Melismas conjures a hauntingly incommensurable universe with visceral grace through its startlingly ingenious and calculated syntax, in which signs and objects molt without end, fervidly negotiating their own light. Bodies are caught between radiance and conflagration, and snatches of an intimate topography haunts the reader, as though from a recurring dream, articulating the archaic registers of the visible world in the guise of a distant poblacion at once both chimeric and familiar. Ecstasy and danger, carnal knowledge and death, epiphany and destruction, hunger and tenderness, sound and light, weave together a marvelous incantation enacted through a long, fraught, and protracted apostrophe with the boldness and sincerity of a confessional, and whose singular yet prismatic voice trembles with the most feverish and illicit psalms. Unfurling and pacing forth with an almost scriptural weight, Marlon Hacla’s teeming invocation compounds the innermost and most private and diurnal minutiae with the ceremonial, the mystic, and the sacral, exquisitely notating upon what feels like an illuminated manuscript an archive of raptures and mirages, and the indescribable and ungraspable bestiary of secret faces and desires. Through Hacla’s searing verse, the reader becomes complicit to the nameless transgressions intimated in the text. The cantos manifest an operative logic akin to afterimage and delirium, and we partake of the intricate wonders and terrors in this Boschian orgy, vacillating between the phantasmic and the embodied, the particular and the sublime, dreaming and waking, the world of the living and the world of the dead, the sensible realm and the noumenon, all ears to a persona singing at the brink of knowing and annihilation.”

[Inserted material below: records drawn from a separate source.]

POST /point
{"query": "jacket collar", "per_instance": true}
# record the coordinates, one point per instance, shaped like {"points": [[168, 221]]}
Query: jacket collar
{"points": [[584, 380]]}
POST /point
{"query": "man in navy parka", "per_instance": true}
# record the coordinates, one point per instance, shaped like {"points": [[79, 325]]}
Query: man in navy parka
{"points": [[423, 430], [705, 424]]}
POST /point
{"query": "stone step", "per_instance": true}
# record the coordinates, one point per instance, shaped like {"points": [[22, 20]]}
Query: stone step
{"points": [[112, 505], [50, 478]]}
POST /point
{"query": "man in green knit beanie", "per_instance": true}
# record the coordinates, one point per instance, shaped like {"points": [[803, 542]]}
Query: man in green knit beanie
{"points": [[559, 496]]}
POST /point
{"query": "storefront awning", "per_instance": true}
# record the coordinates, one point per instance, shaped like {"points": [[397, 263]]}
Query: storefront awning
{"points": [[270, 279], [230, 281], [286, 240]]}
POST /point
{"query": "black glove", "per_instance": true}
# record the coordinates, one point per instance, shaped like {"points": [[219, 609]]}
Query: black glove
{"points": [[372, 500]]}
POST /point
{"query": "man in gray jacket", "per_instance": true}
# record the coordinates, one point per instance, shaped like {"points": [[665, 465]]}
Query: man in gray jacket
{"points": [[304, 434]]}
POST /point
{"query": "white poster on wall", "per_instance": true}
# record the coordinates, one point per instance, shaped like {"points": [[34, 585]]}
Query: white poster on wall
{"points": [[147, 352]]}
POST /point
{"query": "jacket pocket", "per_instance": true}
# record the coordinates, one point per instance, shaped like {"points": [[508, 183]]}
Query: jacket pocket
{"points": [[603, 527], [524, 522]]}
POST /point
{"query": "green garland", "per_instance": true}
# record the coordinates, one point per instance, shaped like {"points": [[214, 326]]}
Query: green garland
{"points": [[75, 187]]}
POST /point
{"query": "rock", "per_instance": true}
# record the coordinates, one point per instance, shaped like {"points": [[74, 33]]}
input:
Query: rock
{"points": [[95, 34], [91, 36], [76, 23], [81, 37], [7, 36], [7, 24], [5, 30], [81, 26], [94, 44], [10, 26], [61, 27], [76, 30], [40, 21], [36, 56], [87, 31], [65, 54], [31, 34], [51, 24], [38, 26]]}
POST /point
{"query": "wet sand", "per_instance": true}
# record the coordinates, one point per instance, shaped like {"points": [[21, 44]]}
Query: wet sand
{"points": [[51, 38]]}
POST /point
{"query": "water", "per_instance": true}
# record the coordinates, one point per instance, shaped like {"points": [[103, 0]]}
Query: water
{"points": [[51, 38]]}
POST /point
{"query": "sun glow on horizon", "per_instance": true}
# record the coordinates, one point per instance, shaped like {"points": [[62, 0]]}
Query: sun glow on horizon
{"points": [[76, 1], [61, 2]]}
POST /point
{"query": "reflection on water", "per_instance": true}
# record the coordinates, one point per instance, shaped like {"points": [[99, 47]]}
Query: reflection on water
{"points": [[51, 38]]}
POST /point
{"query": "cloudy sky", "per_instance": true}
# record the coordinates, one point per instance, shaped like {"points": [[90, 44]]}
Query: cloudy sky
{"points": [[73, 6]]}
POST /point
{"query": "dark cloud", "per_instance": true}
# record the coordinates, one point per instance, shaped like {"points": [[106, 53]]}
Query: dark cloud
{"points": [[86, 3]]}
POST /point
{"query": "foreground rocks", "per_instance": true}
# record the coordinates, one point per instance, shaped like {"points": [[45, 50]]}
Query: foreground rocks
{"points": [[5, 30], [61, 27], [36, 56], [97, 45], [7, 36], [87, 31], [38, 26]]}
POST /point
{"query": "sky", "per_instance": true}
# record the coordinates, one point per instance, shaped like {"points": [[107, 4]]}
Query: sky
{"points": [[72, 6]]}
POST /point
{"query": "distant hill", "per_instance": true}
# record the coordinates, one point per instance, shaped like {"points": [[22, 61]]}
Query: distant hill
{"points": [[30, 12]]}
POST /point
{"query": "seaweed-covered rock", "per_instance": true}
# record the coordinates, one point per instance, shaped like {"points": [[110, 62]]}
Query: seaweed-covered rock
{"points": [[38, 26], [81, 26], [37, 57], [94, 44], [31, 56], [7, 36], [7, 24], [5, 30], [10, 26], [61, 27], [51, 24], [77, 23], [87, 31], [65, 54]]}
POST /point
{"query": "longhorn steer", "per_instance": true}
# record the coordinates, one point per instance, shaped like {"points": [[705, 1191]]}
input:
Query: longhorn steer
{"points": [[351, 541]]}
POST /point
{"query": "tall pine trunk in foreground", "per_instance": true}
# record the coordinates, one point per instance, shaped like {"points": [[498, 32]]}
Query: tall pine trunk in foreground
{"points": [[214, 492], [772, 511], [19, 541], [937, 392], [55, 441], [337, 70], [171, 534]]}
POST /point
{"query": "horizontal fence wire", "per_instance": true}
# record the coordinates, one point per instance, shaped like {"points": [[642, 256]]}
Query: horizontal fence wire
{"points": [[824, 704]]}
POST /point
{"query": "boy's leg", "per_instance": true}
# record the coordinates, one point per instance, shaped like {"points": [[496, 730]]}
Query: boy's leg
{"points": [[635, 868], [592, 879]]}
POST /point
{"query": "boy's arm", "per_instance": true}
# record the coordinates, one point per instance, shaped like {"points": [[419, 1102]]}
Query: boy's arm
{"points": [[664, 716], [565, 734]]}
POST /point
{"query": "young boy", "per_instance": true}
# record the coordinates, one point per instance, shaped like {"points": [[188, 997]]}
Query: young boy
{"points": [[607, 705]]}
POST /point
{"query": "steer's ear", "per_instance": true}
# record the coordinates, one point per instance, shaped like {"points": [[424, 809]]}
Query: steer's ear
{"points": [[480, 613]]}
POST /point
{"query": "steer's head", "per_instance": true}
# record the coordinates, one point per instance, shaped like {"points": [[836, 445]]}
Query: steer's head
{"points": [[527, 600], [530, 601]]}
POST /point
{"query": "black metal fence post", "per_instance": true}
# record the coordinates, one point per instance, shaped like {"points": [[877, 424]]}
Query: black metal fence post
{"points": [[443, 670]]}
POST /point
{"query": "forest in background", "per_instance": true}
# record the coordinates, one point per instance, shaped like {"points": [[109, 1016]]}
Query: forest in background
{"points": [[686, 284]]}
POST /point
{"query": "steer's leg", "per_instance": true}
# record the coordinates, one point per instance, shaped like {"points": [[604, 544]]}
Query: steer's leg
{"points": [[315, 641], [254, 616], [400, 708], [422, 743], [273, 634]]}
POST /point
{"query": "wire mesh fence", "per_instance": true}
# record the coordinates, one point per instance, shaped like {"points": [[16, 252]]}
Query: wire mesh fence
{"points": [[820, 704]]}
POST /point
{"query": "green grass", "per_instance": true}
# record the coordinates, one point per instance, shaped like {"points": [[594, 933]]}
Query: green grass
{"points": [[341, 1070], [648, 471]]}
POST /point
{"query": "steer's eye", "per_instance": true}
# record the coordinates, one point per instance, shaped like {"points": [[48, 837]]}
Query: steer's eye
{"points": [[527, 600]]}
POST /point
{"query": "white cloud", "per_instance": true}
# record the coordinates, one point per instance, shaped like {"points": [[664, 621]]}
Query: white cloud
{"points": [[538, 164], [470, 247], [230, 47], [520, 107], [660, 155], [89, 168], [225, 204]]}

—Cristian Tablazon, artist and curator for Nomina Nuda


About the Author

Marlon Hacla is a programmer, writer, and photographer. His first book, May Mga Dumadaang Anghel sa Parang (Manila: National Commission for Culture and the Arts, 2010), was published as part of UBOD New Authors Series II. His second book, Glossolalia, was published by High Chair in 2013. He also released two chapbooks, Labing-anim na Liham ng Kataksilan (2014) and Melismas (2016). In 2017, he created the first robot poet in Filipino, Estela Vadal, as a Twitter bot with the Twitter handle @estelavadal. He lives in Quezon City, Philippines, with his cats.  

About the Translator

Kristine Ong Muslim is the author of nine books, including the fiction collections Age of Blight (Unnamed Press, 2016), Butterfly Dream (Snuggly Books, 2016), and The Drone Outside (Eibonvale Press, 2017), as well as the poetry collections Lifeboat (University of Santo Tomas Publishing House, 2015), Meditations of a Beast (Cornerstone Press, 2016), and Black Arcadia (University of the Philippines Press, 2017). She is co-editor of two anthologies: the British Fantasy Award-winning People of Colo(u)r Destroy Science Fiction and Sigwa: Climate Fiction Anthology from the Philippines, an illustrated volume forthcoming from the Polytechnic University of the Philippines Press. Widely anthologized, her short stories have appeared in Conjunctions, Dazed Digital, Tin House, and World Literature Today. She grew up and continues to live in a rural town in southern Philippines.

About the Illustrator

Tilde Acuña teaches at the Department of Filipino and Philippine Literature – University of the Philippines, where he earned an M.A. in Philippine Studies (Philippine literature and art studies). His visuals appeared in Kritika Kultura, high chair, transit, UP Forum, Bulatlat, Pingkian, and others; his recent zines include Apo sa Ika-22 Siglo: Mga Abstrak (2017) and Klasiko Katalogo (2018), as well as creative and critical work in Humanities Diliman, Likhaan: The Journal of Contemporary Philippine Literature, Lontar: The Journal of Southeast Asian Speculative Fiction, and Jacket2. Acuña’s research about Clodualdo Del Mundo’s postwar komiks adaptation of Jose Rizal’s Noli Me Tangere is probably the first full-length study on the subject. A columnist for DavaoToday, he also contributed articles to three volumes of the Cultural Center of the Philippines Encyclopedia of Philippine Arts.